Link for online testing the regex%3F)%3F(%3FP%3Cend_sep%3E%5B%5Ea-zA-Z0-9%5D))(%3FP%3Crest%3E.*)&test_string=2022-01-14T17.53.16_foo.bar&ignorecase=0&multiline=0&dotall=0&verbose=1)

nbehrnd commented 2 years ago

Compared to this rich manifold, the filter «is it at all one of the patterns issued by date2name» in my testing script

if (re.search("^\d{4}-[012]\d-[0-3]\d_", old_filename) or
    re.search('^\d{4}-[012]\d-[0-3]\dT[012]\d\.[0-5]\d\.[0-5]\d_', old_filename) or
    re.search("^\d{4}[012]\d[0-3]\d_", old_filename) or
    re.search("^\d{4}-[012]\d_", old_filename) or
    re.search("^\d{2}[012]\d[0-3]\d_", old_filename)):

    # enter the inner loop

appears naïve, because it does not consider a set this large of separators between the decimals.

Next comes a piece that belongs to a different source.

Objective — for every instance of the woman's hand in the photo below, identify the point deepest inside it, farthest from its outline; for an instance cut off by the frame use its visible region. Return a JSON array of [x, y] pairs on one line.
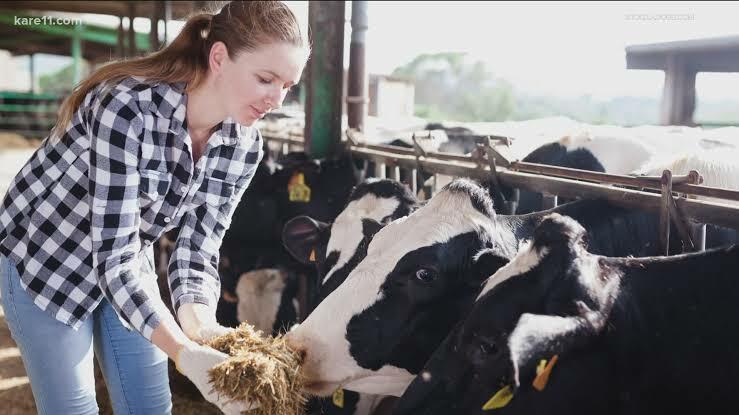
[[199, 323], [194, 361]]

Rather, I speculate your variations anticipate/are a requirement to render appendfilename (maybe already date2name) functional in (Linux .and. MacOS .and. Windows) for time stamps set by date2name, as well as by other time stamp programs.

(And because my current focus is on what GLT18 showcased after presenting filetags, date2name's pattern compact/month/short are currently not used by mine.)